I once asked a very wise woman how to know the difference between what I really want and what I think I want. She shrugged her shoulders and said quite simply, “Good feels good – just follow what feels good.” Doing what feels good can change your life. Here’s how to learn to navigate by joy:

  1. Develop positive feelings about your life. Focus on feeling joyous, loved, and secure. Each morning take a moment to bring these feelings into your heart. A prayer, meditation, or promise to yourself will do the trick – make a point of acknowledging that you ‘intend’ to feel this way today.
  2. Throughout the day, remind yourself of these intentions. If you keep forgetting that’s your intention, wear something on your body to remind you – try wearing red underwear or putting your watch on the other wrist!
  3. Pay attention to opportunities that arise in your life. If they create the feeling you intend, then go for it. Really experience those feelings as deeply as possible, and thank the universe for presenting these opportunities to you. Gratitude is powerful – even if the situation doesn’t create what you thought it might.
  4. Remember to have fun! Navigating by joy will bring ‘play’ back into your life. Ask yourself, “Is there an easy way to make what I am doing right now more fun?” Try dancing with your cat while you vacuum, or pretending to be in a new sports car while driving the kids to school.

Two special techniques:

Pay attention to how many times the word ‘should’ shows up in your life. ‘Shoulds’ usually come from somewhere other than your heart. Try to eradicate ‘should’ from your vocabulary.

Just tell the universe ‘what’ you want to feel – happy, enthusiastic, loved. Never tell the universe ‘how’ to bring the feeling to you. For example, if you wish to feel more secure in your life, just ask for greater security, don’t tell the universe that you want to win the lottery or marry a wealthy partner. The universe can bring security in ways you never imagined.

Combating ‘End of the Summer Bummer Vibes’

I really don’t want to be the one to break the news to you – but fall is approaching!!! I know, you are sitting on your dock, rollerblading around town, or having a beer with friends on a patio, and the last thing you want to think about is the fall.

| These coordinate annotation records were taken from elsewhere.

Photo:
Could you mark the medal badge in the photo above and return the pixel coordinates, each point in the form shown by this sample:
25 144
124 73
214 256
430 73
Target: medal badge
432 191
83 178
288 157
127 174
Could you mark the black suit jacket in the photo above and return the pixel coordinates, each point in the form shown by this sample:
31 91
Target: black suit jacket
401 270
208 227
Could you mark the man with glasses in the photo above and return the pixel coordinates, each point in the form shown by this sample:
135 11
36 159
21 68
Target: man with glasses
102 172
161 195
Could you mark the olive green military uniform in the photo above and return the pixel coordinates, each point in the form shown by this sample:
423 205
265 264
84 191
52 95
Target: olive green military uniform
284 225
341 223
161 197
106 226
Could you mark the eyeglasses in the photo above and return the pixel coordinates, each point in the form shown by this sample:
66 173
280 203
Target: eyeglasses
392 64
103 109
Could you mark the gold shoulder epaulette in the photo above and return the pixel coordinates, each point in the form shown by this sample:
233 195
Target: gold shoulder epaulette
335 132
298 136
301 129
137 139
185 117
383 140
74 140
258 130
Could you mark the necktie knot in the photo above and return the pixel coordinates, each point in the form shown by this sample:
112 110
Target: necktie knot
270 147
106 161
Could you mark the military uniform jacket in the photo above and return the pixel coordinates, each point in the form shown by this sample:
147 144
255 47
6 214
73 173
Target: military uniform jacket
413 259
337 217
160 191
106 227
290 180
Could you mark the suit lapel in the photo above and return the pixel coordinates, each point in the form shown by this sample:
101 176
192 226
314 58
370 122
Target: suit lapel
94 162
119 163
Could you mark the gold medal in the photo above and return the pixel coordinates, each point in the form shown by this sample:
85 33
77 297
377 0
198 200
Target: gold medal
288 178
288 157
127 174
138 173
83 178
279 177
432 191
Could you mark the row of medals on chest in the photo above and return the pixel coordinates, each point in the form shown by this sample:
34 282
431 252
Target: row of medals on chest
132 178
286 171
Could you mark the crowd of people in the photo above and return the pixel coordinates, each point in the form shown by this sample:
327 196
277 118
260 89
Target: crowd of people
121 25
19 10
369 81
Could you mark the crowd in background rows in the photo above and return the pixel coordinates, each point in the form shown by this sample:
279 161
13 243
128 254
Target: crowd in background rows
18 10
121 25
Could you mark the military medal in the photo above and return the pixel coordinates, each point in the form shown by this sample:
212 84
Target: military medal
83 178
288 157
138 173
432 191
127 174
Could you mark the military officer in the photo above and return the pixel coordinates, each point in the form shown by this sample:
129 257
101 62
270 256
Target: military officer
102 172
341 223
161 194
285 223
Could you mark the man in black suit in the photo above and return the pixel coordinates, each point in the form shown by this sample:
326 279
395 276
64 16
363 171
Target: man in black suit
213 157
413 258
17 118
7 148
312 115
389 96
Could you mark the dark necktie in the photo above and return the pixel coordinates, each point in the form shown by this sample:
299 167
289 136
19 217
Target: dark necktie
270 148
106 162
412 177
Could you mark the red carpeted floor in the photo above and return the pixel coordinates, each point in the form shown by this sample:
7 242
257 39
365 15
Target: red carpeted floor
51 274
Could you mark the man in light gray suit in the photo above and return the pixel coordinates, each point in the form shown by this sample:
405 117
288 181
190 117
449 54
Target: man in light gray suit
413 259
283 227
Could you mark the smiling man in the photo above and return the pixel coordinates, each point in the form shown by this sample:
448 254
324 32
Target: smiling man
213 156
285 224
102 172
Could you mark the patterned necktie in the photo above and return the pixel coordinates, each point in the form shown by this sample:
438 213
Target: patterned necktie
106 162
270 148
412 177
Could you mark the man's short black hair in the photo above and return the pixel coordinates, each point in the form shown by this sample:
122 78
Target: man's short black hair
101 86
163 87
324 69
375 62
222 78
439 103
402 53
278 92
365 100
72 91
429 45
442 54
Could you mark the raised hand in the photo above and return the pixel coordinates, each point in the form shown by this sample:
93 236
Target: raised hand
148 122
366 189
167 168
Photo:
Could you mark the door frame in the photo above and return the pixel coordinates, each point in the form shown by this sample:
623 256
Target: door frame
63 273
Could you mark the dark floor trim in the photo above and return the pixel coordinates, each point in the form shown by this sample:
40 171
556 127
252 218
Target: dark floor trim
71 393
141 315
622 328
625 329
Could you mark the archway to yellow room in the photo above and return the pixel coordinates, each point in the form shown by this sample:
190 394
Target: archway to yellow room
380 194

Why is this? Usually it is because getting back to your hectic fall schedule brings STRESS and the realization that all the fun things you had in mind for the summer never happened.

I have good news for you though – It is not too late to fit in a few of those fun things if you take a few minutes to PLAN.

  1. Start by making a list of 3 things that you really wanted to do this summer. Going to Wonderland? Taking a day trip outside town? Going wine tasting with friends? Choose things that promise a lot of fun with little preparation.
  2. Take out your calendar, agenda book, or whatever you use to keep track of your life.
  3. Select a day and write your adventure into your book. Use pen.
  4. Consider who is the best person to do this activity with, and call them up immediately. Invite them to go with you.

This all sounds so simple doesn’t it? So why is it we don’t make plans and then carry them out, especially when they would bring such reward? Research indicates that women tend to privilege the day to day tasks, or the needs of others over their own. So, they will accompany their mother to the dentist, or vacuum the living room instead of doing something for themselves. Scheduling time for yourself first creates a structure where the many tasks and duties that serve others take shape around the things that are important to you. This keeps the focus on you, while accommodating others too.

Don’t have an agenda book? Don’t worry. We will cover this in the next few months. In the meantime, put a sticky note on your bathroom mirror that reminds you of the day and time of your planned adventure to help strengthen your commitment to yourself.